Last night I sat outside a restaurant known for Israeli fare—I had something quite nice called “Jerusalem Mix,” which includes chicken hearts and spleens—and watched a dense crowd of twenty-somethings sweep around each other. I picked the restaurant on the Ben Yehuda pedestrian mall where a couple my age was chattering French—or at least he was—and a bald fiftyish guy was hanging out.
The girls (I’m sorry: girls) were parading in anything from modest skirts to shorts so short they distracted even a jaded college prof. The boys wore jeans, including some of the ones with yarmulkes, or khakis, and cruised in clutches or buzzed buoyantly around the girls. It was innocent and ripe, and it made me feel good about the future of the Jews. Needless to say there were some boys and girls in uniform, and the odd automatic rifle.
I’ve seen my friend the Rav as well as friends who don’t embrace guys like him—the pediatric endocrinologist who takes care of Palestinian kids, trained the only such specialist on the West Bank, and is devoted to evolutionary medicine, an American medical student living her dream in more ways than one, and the former head of an anthropology department who spends much of her life with hunter-gatherers in India.
Tonight I’ll see friends who came from England forty years ago, an elegant artist and her doctor-husband who’s establishing a public health school in Nepal. Tomorrow I’ll go to Kibbutz Magen with my obstetrician friend and his charming, kind nurse-wife; she grew up on that kibbutz near the Gaza border. We’ll eat first fruits see her father, an unassuming eighty-something who taught himself English while building the country, dodging rockets and fighting wars.

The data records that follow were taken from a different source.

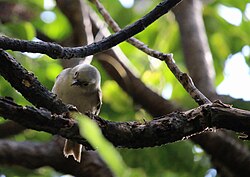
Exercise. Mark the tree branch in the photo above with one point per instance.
(183, 78)
(28, 85)
(10, 128)
(197, 54)
(166, 129)
(57, 51)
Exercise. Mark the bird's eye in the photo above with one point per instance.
(76, 74)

My Ramallah friends seem to be away; it’s likely some rescue mission that few people would undertake. The news there is that the Arab league approved land swaps in a two-state solution. But among Palestinian factions, only Fatah, Arafat’s now-centrist party, agrees. Sure, people here are worried about peace with Palestine, Iran’s impending nuclear bomb, Syria’s dissolution, Egypt’s Islamist lean.

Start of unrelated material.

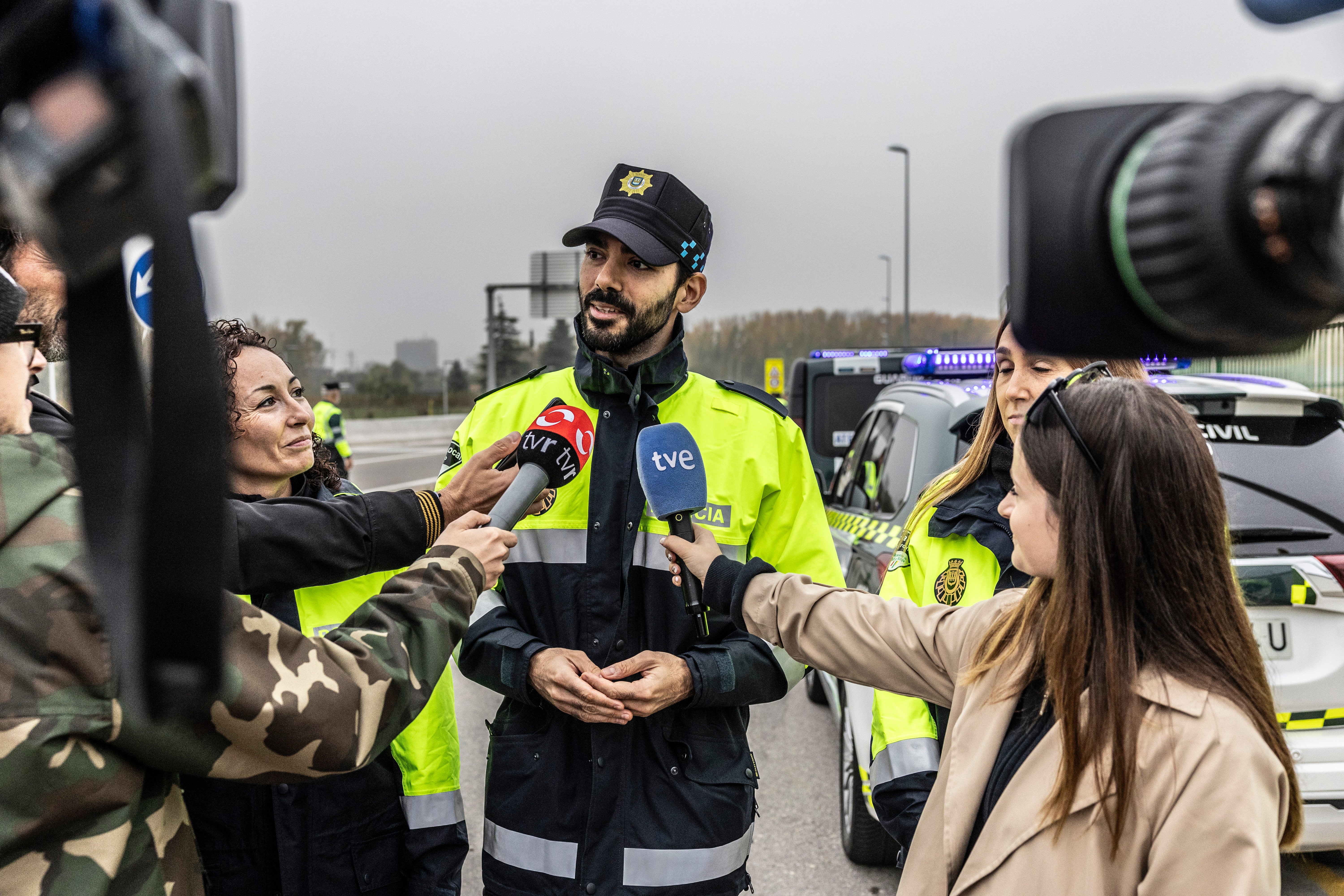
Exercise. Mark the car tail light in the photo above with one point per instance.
(1335, 563)
(885, 561)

But not very, or not until you press them, when some may tell you they hope America takes care of it. This is not like them, but they are tired. I tell them Americans are too, tired of bewildering wars on the other side of the world. Obama’s visit more than doubled his positives here—but to 18 percent, which doesn’t make him a hero. America has other priorities. Are they trying to draw America in? I doubt it. Israelis do what they need to do in a dangerous neighborhood, as the recent Syria bombing shows.

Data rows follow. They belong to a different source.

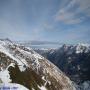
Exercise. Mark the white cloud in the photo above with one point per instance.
(75, 12)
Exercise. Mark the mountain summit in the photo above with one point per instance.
(23, 67)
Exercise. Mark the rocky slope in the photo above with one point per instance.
(74, 60)
(23, 66)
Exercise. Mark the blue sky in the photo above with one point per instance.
(65, 21)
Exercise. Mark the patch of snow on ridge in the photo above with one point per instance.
(21, 62)
(12, 86)
(42, 88)
(4, 75)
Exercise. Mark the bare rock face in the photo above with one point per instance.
(24, 66)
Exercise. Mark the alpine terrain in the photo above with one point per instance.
(21, 68)
(73, 60)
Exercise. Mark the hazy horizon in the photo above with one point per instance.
(65, 21)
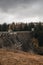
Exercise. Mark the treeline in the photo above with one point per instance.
(21, 27)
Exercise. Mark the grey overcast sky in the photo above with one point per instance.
(21, 11)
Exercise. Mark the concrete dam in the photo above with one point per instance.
(21, 40)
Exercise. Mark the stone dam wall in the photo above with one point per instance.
(18, 41)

But it’s not what they’re thinking most about. They’re thinking about a pediatric conference that drew physicians and scientists from twenty countries, about the price of an apartment, about their grandchildren, or wanting some already, about the student, the patient, the blank canvas, the grocery bill, or the stalled car in front of them, about what’s for dinner or where they will go on vacation. They’re thinking about the same things we do, not what’s on CNN or in The New York Times.
The election barely touched on foreign policy or the Arab-Israeli conflict. It turned on inequality, the economy, and the burden of the non-serving, non-working ultra-Jews. The real news? The first coalition in memory without religious parties; it may actually move on the majority’s frustrations. The down side is the coalition includes not just Yair Lapid, a TV-personage-turned-dream of the center-left, but Naftali Bennett, who, although also critical of ultra-religious Jews, is a settler leader who blocks the two-state solution.
And this: Friday, due to a new Supreme Court decision, police protected the Women of the Wall as they prayed in tefillin and prayer shawls. Before, police had to arrest them. Now they beat back the black-hatted, black-cloaked men who spit and hurl epithets. The plaza of the Western Wall, cherished by millions, will soon be redesigned for equality under the law.
And my Palestinian friends keep waiting.